Sunday, December 1, 2019

December 1, 1891 -- World's Columbian Exposition Makes First Art Institute Move

December 1, 1891 – The World’s Columbian Exposition formally assumes possession of the Inter-State Industrial Exposition Building, the impressive building that sits on the lot where the Art Institute of Chicago stands today.  The move makes way for progress on the building of the new art museum although there is still no guarantee that the new building will be constructed.  The move also leaves the Academy of Sciences without a place for its collection, which has been held in the Exposition building since 1875.  The University of Chicago has offered space for the academy on its campus, but the directors of the Academy of Sciences have rejected the offer, saying that it will take the specimens too far from the center of the city.  The above photo shows the Inter-State Industrial Exposition Building and Michigan Avenue in 1890.

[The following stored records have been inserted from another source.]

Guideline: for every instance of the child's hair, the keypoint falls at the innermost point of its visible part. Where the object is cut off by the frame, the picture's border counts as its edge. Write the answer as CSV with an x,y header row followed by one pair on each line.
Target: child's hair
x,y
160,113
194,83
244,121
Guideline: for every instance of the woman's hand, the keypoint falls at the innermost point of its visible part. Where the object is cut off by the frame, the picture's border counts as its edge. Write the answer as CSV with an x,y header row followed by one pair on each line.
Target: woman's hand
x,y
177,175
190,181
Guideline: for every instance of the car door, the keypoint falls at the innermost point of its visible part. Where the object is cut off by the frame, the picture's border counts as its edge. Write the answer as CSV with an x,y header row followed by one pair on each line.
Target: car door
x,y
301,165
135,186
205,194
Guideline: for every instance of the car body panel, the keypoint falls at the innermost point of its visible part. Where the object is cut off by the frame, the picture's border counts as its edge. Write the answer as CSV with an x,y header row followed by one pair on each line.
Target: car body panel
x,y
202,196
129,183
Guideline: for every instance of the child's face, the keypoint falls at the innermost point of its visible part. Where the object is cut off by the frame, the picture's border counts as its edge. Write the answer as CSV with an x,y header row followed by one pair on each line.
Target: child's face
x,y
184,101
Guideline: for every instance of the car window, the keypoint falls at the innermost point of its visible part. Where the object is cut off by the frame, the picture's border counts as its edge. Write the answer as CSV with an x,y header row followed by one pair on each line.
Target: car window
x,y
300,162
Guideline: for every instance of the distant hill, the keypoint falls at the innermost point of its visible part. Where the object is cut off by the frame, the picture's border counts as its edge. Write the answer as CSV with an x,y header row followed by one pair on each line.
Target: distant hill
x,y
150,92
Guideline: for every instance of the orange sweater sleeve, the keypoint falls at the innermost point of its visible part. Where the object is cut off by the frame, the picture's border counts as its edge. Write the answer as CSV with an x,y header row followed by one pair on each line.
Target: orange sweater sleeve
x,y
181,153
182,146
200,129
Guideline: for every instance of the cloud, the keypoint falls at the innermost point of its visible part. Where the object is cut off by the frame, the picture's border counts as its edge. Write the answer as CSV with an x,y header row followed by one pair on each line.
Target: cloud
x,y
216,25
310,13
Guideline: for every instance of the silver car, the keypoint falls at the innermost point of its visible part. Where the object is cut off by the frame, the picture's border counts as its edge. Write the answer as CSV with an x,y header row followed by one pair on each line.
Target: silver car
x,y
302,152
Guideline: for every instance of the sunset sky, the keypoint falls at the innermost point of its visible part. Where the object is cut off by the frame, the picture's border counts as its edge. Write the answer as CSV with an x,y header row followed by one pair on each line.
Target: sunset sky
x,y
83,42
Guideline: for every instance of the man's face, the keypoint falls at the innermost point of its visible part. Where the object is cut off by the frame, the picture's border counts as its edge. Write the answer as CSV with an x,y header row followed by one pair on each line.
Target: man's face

December 1, 1942 – The Chicago Daily Tribune reports that its owner, Colonel Robert R. McCormick, has given the Art Institute of Chicago “nine distinguished examples of the French modern school, paintings which are part of his well known collection.” [Chicago Daily Tribune, December 1, 1942] The most important of the paintings is Cezanne’s “The Bathers.” The collection also includes a Degas, “Two Dancers,” and Dufy’s “Nice.”  Daniel Catton Rich, the director of fine arts at the museum, says, “Col. McCormick’s gift is of great importance to the Art Institute.  The splendid Cezanne is one of the painter’s extremely rare figure compositions and fills a niche left vacant so far in the museum where Cezanne’s representation has been limited to landscape and still life. Due to the generosity of collectors of modern painting like Mrs. Potter Palmer, Mrs. L. L. Coburn, Mr. and Mrs. Martin A. Ryerson, Mr. and Mrs. Charles H. Worcester and Col. McCormick, Chicago’s art museum now leads the world in great French painting of the nineteenth and twentieth centuries.”
December 1, 1945 – Brigadier General John T. Florence announces that Fort Sheridan has achieved a remarkable goal, processing 200,000 soldiers on their way home from wartime service at its separation center.  Master Sergeant Trudee J. Melsack, who says she will apply “at once” [Chicago Daily Tribune, December 2, 1945] for overseas service with the state department, is number 200,000.  In November of 1945 the fort processed 41,239 men and women leaving the service. On the last day of that month 1,678 went through the separation process at the post.  As the end of World War II became more certain, the United States War Department instituted the Adjusted Service Rating Score, basically a point system that determined when a member of the armed forces would be released from duty.  Initially, an enlisted man needed a total of 85 points to be considered.  He or she earned one point each for every month of service, another point for each month served overseas, five points for each combat award he or she earned, and 12 points for each dependent child under the age of 18.  On this date in 1945 those totals were revised upward to stem the tide of experienced military personnel, especially in the officers’ corps, who were leaving the service.  After this date officers would need 70 points plus four years of service to be considered for demobilization.